How To Make Raw Diet For Dogs
- Put the minces and organ meats into the mixing tub
- Par-cook the vegetables until soft, if required, or simply mush / chop up raw vegetables
- Add any of the additions into the mix now: Make sure they are raw.
- Mix well, with gloved hand or large spoon. You know what your dog needs per day so bag the mix accordingly.
- Keep one bag of mix in the fridge (in a lunchbox) and freeze the rest
- Wipe the surface down with antibacterial.
A few tips…
- Dogs being introduced to raw dog food, after previously being fed dry dog food, have very limited taste experience, so need to be changed over slowly – a teaspoon one meal, two the next….!
- Dogs (particularly pups) should always be lean as excess weight is bad for their limbs and energy levels. A handy rule of thumb is you should be able to feel his ribs with a light stroke but not see them.
- Avoid nutrient excesses / deficiencies by varying the choice of meats as much as possible
- Feed fresh, raw meaty bones twice a week.
- Find cheap meat in the reduced aisle of supermarkets and at the local butchers – for dog’s it’s “best before not bad after”.
How do I Know They’re Getting Everything?

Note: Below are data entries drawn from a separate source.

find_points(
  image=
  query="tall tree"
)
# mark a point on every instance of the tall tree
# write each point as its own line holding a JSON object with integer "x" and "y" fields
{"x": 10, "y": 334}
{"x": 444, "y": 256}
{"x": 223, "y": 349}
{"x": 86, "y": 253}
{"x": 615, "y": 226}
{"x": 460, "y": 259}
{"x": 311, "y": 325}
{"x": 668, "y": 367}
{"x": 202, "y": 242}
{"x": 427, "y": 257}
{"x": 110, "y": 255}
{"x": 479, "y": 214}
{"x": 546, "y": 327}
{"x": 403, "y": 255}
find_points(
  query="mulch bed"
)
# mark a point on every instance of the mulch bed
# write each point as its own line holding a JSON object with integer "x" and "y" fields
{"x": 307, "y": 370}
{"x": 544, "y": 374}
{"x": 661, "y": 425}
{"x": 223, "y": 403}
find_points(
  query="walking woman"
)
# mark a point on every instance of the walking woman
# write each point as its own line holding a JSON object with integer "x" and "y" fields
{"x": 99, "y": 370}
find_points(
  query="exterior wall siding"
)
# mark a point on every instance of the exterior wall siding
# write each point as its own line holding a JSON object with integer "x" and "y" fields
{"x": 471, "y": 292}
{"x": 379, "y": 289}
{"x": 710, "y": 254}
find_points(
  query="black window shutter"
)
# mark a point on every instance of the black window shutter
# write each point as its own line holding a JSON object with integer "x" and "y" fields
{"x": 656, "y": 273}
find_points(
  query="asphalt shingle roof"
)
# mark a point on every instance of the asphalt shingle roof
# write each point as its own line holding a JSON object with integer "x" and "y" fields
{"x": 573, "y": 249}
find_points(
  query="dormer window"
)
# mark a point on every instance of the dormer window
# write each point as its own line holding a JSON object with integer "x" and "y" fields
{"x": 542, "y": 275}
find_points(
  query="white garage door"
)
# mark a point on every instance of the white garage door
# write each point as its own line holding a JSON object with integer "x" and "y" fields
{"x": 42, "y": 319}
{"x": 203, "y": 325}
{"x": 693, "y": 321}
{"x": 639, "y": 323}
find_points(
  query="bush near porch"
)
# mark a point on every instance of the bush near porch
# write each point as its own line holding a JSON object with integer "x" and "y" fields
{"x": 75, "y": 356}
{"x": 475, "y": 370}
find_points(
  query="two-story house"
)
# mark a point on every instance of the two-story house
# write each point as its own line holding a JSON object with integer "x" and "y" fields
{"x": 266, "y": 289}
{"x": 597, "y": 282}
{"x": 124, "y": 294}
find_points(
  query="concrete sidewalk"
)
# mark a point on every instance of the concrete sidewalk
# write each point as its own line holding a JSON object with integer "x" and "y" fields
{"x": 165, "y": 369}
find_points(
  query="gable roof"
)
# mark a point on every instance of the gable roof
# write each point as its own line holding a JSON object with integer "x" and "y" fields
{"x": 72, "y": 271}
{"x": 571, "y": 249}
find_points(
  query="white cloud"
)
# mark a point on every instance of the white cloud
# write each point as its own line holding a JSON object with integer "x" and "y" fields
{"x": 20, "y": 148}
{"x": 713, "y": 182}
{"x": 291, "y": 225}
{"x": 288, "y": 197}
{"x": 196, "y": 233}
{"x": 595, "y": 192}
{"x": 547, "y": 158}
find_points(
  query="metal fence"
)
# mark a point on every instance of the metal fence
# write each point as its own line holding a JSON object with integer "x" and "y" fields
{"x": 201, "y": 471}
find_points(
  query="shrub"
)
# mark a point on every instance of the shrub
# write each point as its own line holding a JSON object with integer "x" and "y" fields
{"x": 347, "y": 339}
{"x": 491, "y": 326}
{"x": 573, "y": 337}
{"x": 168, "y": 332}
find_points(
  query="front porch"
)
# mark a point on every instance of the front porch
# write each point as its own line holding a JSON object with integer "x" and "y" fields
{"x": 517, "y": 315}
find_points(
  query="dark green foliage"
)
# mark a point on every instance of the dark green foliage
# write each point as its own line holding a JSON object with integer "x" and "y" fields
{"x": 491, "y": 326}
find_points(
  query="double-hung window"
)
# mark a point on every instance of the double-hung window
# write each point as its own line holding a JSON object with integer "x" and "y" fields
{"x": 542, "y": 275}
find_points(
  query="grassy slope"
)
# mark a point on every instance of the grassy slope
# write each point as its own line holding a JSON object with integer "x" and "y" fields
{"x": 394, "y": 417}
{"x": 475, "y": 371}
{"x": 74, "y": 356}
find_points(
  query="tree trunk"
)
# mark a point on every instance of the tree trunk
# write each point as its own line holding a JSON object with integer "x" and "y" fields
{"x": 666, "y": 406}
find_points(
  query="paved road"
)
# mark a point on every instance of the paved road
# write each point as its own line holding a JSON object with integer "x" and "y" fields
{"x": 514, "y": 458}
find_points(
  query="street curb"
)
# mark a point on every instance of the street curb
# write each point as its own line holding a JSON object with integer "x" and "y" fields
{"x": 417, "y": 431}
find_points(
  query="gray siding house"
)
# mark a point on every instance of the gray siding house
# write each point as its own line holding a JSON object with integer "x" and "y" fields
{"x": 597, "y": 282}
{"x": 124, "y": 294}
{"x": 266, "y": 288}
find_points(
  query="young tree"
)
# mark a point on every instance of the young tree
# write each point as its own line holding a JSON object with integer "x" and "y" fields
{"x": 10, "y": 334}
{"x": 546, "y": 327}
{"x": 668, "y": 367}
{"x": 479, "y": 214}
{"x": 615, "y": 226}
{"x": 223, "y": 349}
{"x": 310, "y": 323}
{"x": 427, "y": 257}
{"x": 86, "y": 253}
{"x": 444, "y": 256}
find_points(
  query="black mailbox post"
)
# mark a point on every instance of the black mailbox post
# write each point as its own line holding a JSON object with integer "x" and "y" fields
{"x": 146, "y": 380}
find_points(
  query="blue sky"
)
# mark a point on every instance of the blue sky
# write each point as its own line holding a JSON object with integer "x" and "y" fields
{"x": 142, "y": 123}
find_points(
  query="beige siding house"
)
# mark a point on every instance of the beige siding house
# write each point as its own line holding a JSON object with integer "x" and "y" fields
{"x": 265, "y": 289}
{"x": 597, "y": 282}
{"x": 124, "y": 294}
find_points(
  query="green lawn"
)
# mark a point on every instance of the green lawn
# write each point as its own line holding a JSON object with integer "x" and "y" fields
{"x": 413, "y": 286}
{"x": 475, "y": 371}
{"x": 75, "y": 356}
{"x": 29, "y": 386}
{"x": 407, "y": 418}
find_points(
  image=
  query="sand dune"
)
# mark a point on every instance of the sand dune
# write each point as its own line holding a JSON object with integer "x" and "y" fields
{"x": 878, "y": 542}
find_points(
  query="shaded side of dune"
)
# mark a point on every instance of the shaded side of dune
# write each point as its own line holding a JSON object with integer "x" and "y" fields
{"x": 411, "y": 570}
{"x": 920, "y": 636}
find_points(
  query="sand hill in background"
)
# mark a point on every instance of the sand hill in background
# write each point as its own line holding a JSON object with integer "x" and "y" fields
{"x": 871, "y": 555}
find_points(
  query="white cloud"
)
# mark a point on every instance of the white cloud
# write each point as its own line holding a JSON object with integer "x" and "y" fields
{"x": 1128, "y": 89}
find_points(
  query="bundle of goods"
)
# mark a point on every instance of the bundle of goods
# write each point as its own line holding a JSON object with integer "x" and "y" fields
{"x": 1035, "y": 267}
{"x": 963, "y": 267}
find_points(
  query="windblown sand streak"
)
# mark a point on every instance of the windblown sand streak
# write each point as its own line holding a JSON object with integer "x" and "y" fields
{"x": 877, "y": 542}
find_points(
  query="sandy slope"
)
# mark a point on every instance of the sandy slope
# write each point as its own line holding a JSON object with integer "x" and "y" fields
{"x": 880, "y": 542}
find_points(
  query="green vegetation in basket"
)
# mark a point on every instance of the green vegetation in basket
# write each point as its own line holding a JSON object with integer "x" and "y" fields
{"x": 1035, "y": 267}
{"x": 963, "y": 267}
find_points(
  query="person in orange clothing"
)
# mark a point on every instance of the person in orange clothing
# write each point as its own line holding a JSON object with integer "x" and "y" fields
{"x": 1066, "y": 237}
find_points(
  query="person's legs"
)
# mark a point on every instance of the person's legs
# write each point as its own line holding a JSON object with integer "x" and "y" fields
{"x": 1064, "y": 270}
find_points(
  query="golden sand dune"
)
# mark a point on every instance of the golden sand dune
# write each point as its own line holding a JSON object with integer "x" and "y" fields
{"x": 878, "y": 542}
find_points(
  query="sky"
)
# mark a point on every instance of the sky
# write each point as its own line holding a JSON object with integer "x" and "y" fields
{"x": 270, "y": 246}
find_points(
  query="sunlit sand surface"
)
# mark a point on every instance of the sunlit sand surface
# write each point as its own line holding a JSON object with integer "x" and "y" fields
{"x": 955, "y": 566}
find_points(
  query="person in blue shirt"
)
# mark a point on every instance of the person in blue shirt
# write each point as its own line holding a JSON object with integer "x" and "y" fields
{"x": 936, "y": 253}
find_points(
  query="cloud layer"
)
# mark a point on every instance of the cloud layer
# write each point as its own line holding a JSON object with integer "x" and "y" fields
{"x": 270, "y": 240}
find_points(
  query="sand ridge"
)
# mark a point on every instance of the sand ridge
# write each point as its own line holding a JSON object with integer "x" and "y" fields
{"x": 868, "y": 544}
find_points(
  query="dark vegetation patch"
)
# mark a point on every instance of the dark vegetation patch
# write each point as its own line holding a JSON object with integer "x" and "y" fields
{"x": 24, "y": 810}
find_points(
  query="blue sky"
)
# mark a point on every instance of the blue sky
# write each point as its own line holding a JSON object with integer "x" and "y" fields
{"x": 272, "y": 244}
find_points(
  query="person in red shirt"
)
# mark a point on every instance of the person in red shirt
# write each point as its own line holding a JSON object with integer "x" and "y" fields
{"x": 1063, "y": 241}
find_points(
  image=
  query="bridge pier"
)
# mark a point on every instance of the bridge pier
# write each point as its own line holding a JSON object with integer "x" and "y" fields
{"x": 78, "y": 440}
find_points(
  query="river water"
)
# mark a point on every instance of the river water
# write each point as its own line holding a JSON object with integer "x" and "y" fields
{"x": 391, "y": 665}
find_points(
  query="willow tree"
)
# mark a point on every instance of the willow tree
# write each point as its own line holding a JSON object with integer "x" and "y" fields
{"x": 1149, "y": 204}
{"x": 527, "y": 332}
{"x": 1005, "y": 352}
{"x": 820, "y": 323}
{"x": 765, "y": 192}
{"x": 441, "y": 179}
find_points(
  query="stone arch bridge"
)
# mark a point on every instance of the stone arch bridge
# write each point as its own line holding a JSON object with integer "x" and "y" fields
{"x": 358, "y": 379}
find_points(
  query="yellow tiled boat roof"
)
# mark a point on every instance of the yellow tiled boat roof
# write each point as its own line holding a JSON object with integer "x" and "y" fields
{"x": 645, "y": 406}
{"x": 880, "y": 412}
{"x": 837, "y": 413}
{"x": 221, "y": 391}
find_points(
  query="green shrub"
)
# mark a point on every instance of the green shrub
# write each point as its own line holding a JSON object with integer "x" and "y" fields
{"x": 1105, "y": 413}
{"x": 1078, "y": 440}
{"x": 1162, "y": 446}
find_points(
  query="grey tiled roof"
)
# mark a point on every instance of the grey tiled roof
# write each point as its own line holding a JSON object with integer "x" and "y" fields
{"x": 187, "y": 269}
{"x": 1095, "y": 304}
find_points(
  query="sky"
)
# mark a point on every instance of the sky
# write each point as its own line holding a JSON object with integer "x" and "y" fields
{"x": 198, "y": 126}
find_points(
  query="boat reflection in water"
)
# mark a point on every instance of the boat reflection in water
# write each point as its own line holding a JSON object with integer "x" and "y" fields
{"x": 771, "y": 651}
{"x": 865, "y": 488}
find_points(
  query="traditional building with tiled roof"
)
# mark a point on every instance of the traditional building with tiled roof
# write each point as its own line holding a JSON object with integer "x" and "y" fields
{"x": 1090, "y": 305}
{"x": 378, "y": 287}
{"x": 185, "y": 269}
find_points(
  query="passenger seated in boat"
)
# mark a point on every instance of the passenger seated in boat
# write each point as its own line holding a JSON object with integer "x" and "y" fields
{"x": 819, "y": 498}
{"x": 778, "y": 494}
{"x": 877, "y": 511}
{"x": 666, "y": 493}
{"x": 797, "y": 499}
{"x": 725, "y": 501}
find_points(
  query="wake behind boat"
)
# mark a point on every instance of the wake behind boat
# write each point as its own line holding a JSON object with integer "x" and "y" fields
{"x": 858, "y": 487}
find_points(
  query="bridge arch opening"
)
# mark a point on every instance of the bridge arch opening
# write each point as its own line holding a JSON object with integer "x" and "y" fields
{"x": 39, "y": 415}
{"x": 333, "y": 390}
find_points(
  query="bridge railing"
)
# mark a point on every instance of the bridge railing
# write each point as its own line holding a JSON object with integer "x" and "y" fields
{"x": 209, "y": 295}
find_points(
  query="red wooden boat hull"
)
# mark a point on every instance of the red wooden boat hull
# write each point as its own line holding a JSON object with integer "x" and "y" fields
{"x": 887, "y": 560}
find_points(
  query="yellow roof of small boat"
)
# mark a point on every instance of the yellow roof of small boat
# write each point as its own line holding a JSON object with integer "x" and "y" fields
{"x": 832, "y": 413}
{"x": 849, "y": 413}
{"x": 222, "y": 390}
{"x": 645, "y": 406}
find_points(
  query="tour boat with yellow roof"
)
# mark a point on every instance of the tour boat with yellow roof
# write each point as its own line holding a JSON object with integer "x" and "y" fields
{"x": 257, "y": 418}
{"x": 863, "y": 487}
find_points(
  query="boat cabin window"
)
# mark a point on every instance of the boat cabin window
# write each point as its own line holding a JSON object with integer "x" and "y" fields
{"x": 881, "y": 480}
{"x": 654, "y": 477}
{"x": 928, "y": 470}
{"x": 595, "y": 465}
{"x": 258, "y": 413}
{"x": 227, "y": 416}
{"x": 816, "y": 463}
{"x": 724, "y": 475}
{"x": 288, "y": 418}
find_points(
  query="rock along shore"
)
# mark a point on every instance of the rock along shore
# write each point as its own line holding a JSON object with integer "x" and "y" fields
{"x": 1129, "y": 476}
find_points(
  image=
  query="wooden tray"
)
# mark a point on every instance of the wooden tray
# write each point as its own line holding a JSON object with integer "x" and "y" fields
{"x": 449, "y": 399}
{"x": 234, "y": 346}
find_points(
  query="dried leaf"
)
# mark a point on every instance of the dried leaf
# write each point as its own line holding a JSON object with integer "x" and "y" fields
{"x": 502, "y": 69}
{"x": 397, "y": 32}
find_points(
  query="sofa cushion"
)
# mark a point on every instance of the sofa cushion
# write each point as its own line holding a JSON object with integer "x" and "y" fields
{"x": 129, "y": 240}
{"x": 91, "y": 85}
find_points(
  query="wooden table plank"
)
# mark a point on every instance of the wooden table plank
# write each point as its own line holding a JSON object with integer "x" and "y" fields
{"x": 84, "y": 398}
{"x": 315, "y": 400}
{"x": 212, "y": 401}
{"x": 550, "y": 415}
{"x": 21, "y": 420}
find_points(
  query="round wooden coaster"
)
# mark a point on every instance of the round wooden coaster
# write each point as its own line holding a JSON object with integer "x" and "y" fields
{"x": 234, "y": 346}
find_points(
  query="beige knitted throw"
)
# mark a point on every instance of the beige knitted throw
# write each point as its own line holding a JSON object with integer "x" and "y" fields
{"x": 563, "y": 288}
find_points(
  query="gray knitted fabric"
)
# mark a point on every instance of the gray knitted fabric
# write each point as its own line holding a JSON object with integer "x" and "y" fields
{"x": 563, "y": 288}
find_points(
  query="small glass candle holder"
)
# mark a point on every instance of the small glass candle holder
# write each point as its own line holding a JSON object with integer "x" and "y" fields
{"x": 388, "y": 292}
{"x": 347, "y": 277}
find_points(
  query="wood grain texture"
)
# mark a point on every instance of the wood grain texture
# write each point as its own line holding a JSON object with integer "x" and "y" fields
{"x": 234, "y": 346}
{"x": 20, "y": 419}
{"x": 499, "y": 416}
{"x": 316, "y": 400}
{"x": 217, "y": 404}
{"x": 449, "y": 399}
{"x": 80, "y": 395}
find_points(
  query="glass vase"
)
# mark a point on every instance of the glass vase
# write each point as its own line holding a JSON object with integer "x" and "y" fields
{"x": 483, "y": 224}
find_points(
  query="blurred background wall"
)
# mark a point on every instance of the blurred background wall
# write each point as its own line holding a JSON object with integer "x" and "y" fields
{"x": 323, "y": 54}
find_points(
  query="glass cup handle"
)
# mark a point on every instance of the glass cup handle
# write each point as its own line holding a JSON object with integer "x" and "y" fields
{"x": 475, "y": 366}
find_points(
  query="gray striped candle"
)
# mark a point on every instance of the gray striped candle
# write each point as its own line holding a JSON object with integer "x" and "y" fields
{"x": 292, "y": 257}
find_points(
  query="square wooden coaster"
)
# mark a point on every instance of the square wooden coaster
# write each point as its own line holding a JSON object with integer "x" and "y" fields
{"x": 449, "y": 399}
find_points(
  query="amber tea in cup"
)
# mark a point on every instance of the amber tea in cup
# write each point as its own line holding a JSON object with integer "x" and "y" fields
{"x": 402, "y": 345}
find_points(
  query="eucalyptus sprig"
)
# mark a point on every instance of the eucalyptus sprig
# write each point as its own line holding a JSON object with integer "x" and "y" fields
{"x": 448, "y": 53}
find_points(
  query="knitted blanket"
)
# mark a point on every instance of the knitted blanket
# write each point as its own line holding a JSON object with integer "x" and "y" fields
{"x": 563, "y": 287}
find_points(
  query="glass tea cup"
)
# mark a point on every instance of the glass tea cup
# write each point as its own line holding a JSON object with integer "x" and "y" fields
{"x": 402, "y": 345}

Variety is the key to avoid nutrient deficiencies and excesses. Still, poor ingredient selection aside, the general decrease of nutrients in our food chains (poor farming practices using poor foods and soil erosion) means your dog could very much benefit from a supplement here and there. As Hippocrates said, let food be thine medicine. We agree. So feel free to pop into some medicinal herbs, some dark berries, all very powerful food additions. However one of the most popular supplements you can add in is probably seaweed. It has an unbelievable range of vitamins, minerals and entirely unique antioxidants. We sell a lot of it here. It’s important when shopping for seaweeds you choose those not dried with heat (they don’t like that), and ideally are farmed sustainably in nice, clean fresh waters, like ours!
How Much Raw Dog Food Do you Need to Feed?!
Firstly find out the weight of the dog. For small dogs, simply pick them up while standing on the scales and for bigger dogs, take them to the scales in the vets or make a good guess. In short, adult dogs need 2.5% of their body weight per day in fresh food, though use our Dog Food Calculator for assistance with different lifestyles and ages.
Remember as well that only you know what other factors may affect your dog’s hunger. Big walk that day? Extra dollop. Big bone that morning? Take a dollop out.